SUÇA İŞTİRAK (KATILMA)

 

                Bir suç, bir veya birden fazla kişi tarafından birlikte işlenebilir.

                Suçun işlenmesinde, bu kişilerin hukuki ve cezai durumlarını birbirinden farklı olabilir.

                Bu durum Ceza Kanunlarının ‘Genel Esaslar’ bölümünde tanımlanmış ve düzenlenmiş olup, 765 sayılı önceki Ceza Kanunu ve 5237 sayılı şimdiki Ceza Kanunumuzda da bu düzenlemeler yer almaktadır.

                Önceki ceza kanununda suça iştirak edenler;

                *Asli maddi fail,

                *Fer’i maddi fail,

                *Asli manevi fail, (azmettiren)

                *Fer’ i manevi fail.

                Şeklinde tanımlanmış olup, asli maddi fail (fiili gerçekleştiren) ve asli manevi fail (azmettiren) aynı cezaya çarptırılır.

                Bu düzenleme, yeni yasada suça katılma olarak gerçekleşmiş olup, failin eyleminin özelliğine göre, Hakim gerekli cezayı tertip edecektir.

                Bu hukuki kısa açıklamalar, halen gündemde olan cemaat (paralel) soruşturma ve davalarındaki sorumlulukları ortaya koymak için yapılmıştır.

                17-25 Aralık’ ta cemaatin iktidara yönelik asrın yolsuzluğunu ortaya çıkaran tavrı ile ortaya çıkan kavga sonunda;

                Ülkenin AKP’ li Cumhurbaşkanının,televizyonlarda ve yurtiçi toplantılarında ‘alenen’  -inlerine kadar girilecek- talimatı üzerine başlatılan ve adına paralel, Fethullah Gülen terör örgütü vb. isimlerle anılan soruşturmalarda tek yanlı hareket edilmektedir.

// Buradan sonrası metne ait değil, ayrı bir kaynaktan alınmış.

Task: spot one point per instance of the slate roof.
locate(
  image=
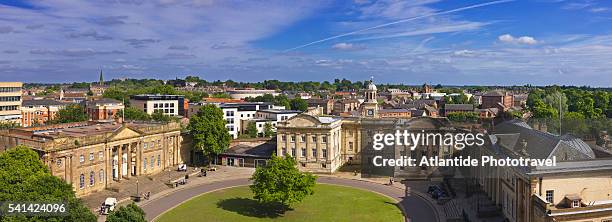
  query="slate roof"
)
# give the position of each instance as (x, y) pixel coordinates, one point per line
(393, 111)
(494, 93)
(41, 102)
(264, 150)
(517, 136)
(102, 101)
(460, 107)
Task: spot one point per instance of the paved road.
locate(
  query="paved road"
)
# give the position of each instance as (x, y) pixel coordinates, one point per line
(416, 208)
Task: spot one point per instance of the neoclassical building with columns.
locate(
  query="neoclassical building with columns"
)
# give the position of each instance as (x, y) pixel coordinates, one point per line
(93, 156)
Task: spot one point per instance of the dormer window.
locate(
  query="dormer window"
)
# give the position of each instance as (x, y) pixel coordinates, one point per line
(575, 203)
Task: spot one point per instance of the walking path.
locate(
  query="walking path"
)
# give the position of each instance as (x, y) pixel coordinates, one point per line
(415, 205)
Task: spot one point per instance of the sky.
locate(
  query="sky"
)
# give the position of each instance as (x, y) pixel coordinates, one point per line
(453, 42)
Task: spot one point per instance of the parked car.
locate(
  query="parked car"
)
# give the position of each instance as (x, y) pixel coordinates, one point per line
(182, 167)
(108, 205)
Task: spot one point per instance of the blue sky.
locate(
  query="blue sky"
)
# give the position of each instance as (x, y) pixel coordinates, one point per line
(540, 42)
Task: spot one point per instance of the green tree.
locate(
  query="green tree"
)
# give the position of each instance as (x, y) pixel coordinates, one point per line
(8, 125)
(251, 129)
(268, 131)
(131, 213)
(299, 104)
(71, 113)
(207, 127)
(132, 113)
(280, 182)
(23, 177)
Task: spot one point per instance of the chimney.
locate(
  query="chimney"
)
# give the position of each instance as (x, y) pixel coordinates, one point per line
(524, 148)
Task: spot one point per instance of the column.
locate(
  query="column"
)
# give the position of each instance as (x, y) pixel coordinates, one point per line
(129, 158)
(69, 169)
(177, 145)
(108, 152)
(138, 158)
(120, 161)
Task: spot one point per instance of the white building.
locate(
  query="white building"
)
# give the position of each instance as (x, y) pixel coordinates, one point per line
(236, 113)
(244, 93)
(171, 105)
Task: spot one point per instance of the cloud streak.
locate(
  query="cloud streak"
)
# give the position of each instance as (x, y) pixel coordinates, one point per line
(399, 22)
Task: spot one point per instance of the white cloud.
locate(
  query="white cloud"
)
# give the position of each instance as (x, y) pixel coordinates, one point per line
(527, 40)
(465, 52)
(343, 46)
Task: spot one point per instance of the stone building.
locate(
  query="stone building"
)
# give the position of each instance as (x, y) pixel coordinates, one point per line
(497, 99)
(38, 112)
(104, 109)
(577, 188)
(93, 156)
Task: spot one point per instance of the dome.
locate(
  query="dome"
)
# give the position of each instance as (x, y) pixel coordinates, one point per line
(371, 86)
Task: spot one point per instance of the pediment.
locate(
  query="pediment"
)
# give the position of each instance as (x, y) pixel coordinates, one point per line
(124, 133)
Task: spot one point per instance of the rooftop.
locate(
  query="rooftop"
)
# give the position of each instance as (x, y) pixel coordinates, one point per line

                               Cemaate veya Fethullahçı terör örgütüne yüklenen ve isnad edilen suçlar genel anlamda TSK ‘ ya kurulan kumpas, şike davaları ve sonuçta iktidara yönelik 17-25 Aralık soruşturmalarıdır.

                               Hafızalarımızı yoklarsak, başta AKP’ li Cumhurbaşkanı olmak üzere dönemin ağlamadan sorumlu Başbakan Yardımcısı Bülent Arınç’ ta dahil tüm AKP ve türevleri cemaatle iç içe ve kol kola yürüdüklerini anımsarız.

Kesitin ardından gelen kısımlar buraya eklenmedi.